Costa e Silva explica que António Costa foi a Bruxelas, esta quinta-feira, "apresentar um primeiro instrumento. Há outros como o Quadro Financeiro Plurianual".
Ainda sobre o início do PRR, Costa e Silva diz que pôs "duas condições de base ao sr. primeiro-ministro": "Primeiro, o trabalho era pro bono e a segunda é que não ia falar de petróleo e gás porque considero que, como a minha empresa trabalha nessa área, havia um conflito de interesses estrutural". Costa e Silva é gestor da Partex, o negócio petrolífero do grupo Gulbenkian.
O economista falou ainda da economia e tecnologia que o país tem, destacando universidades e áreas do país, como o Fundão, Évora, Castelo Branco. "O país tem competências funcionais, falhamos é nas competências institucionais. E desde logo a persistência das políticas públicas: quando os governos mudam, não é preciso recomeçar do zero. Respeito imenso os partidos políticos (...), mas tem de haver uma certa convergência e continuidade".
"Acho que temos condições para dar um salto e avançar na cadeia de valor e andarmos alguns patamares. Temos as competências funcionais. Tudo o resto é organização, capacidade de reunir os ecossistemas que existem - desde as universidades, centros de investigação, empresas (absolutamente cruciais e têm de estar no centro deste plano de recuperação, como têm de estar as pessoas). Acho que assim podemos mudar ou pelo menos avançar", explicou.
Sobre o que defende em relação ao papel do Estado, Costa e Silva acha que pode ter sido mal interpretado: "Nós vimos de um ciclo em que os mercados autorregulados eram a solução de tudo. Sabemos hoje que não é assim. Esses mercados não trabalham necessariamente para o bem público e eu sou uma pessoa das empresas e os mercados são vitais. São máquinas de criação de inovação, de prosperidade, geram riqueza, mas tem de haver uma combinação virtuosa entre os mercados e o Estado”.

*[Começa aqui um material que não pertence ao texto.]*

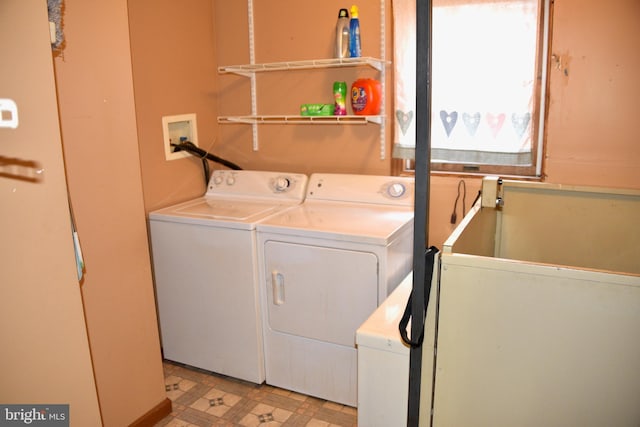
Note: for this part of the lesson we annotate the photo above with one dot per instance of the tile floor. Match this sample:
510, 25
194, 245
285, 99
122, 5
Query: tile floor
201, 398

Costa e Silva justifica isto dizendo que quando um país tem uma crise sanitária como esta “não é o mercado que nos vai salvar, mas sim o SNS", acrescentando que "[n]ão podemos desmantelar ou privatizar alguns dos serviços públicos. Temos de ter muita atenção a isso e combinar com o setor privado. Esta articulação virtuosa é fulcral para o futuro", conclui.

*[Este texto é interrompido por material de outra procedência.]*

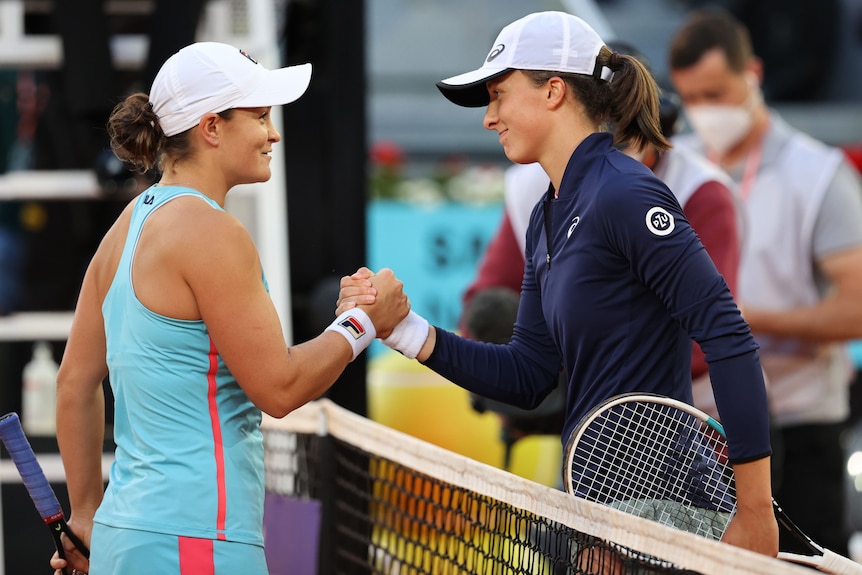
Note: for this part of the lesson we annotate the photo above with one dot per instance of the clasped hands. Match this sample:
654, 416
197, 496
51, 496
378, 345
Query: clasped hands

O economista diz que este é um debate "que está em cima da mesa". Destaca ainda a "situação dramática" dos Estados Unidos: "Como é que o país mais poderoso do mundo tem hoje 30 a 40 milhões de pessoas que nem sequer têm seguros e numa situação sanitária dificílima, está em grande tensão".
António Costa e Silva disse ainda que gostava realmente é que "fôssemos capazes de reunir o dinamismo do mercado, como existe nos Estados Unidos, com o Estado Social Europeu. Estou absolutamente convencido de que combinar os dois é o caminho para o futuro - senão vamos ter sociedades cada vez mais desiguais, uma proletarização cada vez mais avançada das classes médias. Temos de ter nas políticas públicas mecanismos de destruição de riqueza e temos de desenvolver um sistema provavelmente diferente".